CMPT 732, Fall 2019

This topic is a bit of a tangent: maybe useful for other courses, maybe useful in jobs or job interviews.

Lots of data sets aren't big. In fact, most aren't.

Modern phones have 4 GB of memory: if you have less than that, it must be small

. Why use Spark for everything?

Even running locally, Spark has a ≈10 s startup time: any work that takes less than that makes **no** sense in Spark.

Good reasons to use Spark: [editorial content]

- You actually have big data.
- You think your data might be big in the future, and need to be ready.
- You have
medium data

where the Spark startup time is worth it when running**locally**because you will then use multiple cores.

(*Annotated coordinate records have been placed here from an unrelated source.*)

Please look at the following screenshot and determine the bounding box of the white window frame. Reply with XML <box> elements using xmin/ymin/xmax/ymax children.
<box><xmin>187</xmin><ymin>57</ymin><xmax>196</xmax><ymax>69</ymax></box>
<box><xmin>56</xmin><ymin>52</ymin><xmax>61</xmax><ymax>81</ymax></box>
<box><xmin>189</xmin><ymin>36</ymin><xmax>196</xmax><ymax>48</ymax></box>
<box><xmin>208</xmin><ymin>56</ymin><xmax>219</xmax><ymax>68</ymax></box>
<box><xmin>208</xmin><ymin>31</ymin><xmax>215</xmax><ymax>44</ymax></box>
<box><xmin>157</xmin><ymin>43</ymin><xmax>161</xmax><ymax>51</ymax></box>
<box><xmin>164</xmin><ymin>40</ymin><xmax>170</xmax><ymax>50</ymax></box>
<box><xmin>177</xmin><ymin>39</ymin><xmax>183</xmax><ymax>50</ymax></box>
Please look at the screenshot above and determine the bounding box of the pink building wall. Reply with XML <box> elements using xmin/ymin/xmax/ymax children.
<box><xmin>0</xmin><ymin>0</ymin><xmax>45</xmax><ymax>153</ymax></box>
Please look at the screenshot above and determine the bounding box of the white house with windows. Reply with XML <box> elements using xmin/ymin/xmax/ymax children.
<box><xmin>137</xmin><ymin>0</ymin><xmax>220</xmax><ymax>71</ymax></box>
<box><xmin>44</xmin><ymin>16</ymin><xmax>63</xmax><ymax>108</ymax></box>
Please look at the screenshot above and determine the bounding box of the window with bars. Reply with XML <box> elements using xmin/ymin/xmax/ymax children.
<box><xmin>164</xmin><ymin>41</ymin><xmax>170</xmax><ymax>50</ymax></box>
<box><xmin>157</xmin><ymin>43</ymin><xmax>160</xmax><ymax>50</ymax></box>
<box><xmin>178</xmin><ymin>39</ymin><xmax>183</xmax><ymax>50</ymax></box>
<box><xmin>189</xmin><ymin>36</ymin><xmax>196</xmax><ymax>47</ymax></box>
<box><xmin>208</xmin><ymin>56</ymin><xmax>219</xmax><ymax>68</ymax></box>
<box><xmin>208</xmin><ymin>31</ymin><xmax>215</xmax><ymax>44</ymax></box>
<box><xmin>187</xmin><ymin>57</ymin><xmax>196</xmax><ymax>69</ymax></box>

A very good use-case for Spark: ETL work that makes big data small.

Use Spark to extract/aggregate the data you really want to work with. Realize that made your data small

. Move to some small data tools…

Python is one of the most common choices for data science work. (The other is R.)

As a result, there are many very mature data manipulation tools in Python. You should know they exist.

Python's built-in data structures are not very memory-efficient: Python object overhead, references cause bad memory locality, etc.

Data you have will often have fixed types and sizes: exactly what C-style arrays are good at. NumPy provides efficient, typed arrays for Python.

import numpy as np a = np.zeros((10000, 5), dtype=np.float32) print(a) print((a + 6).sum())

[[ 0. 0. 0. 0. 0.] [ 0. 0. 0. 0. 0.] [ 0. 0. 0. 0. 0.] ..., [ 0. 0. 0. 0. 0.] [ 0. 0. 0. 0. 0.] [ 0. 0. 0. 0. 0.]] 300000.0

NumPy can do lots of manipulation on arrays (at C-implemention speeds). e.g.

- basic arithmetic
- datetime manipulation
- matrix/linear algebra operations
- sorting, searching

Pandas provides a DataFrame class for in-memory data manipulation. Pandas DataFrame ≠ Spark DataFrame, but concepts are similar.

import pandas as pd cities = pd.read_csv('cities.csv') print(cities)

city population area 0 Vancouver 2463431 2878.52 1 Calgary 1392609 5110.21 2 Toronto 5928040 5905.71 3 Montreal 4098927 4604.26 4 Halifax 403390 5496.31

Similar operate-on-whole-DataFrame API. Slightly different operations. Not lazily evaluated.

cities['area_m2'] = cities['area'] * 1e6 print(cities)

city population area area_m2 0 Vancouver 2463431 2878.52 2.878520e+09 1 Calgary 1392609 5110.21 5.110210e+09 2 Toronto 5928040 5905.71 5.905710e+09 3 Montreal 4098927 4604.26 4.604260e+09 4 Halifax 403390 5496.31 5.496310e+09

Pandas Series (==columns) are stored as NumPy arrays, so you can use NumPy functions if you need to.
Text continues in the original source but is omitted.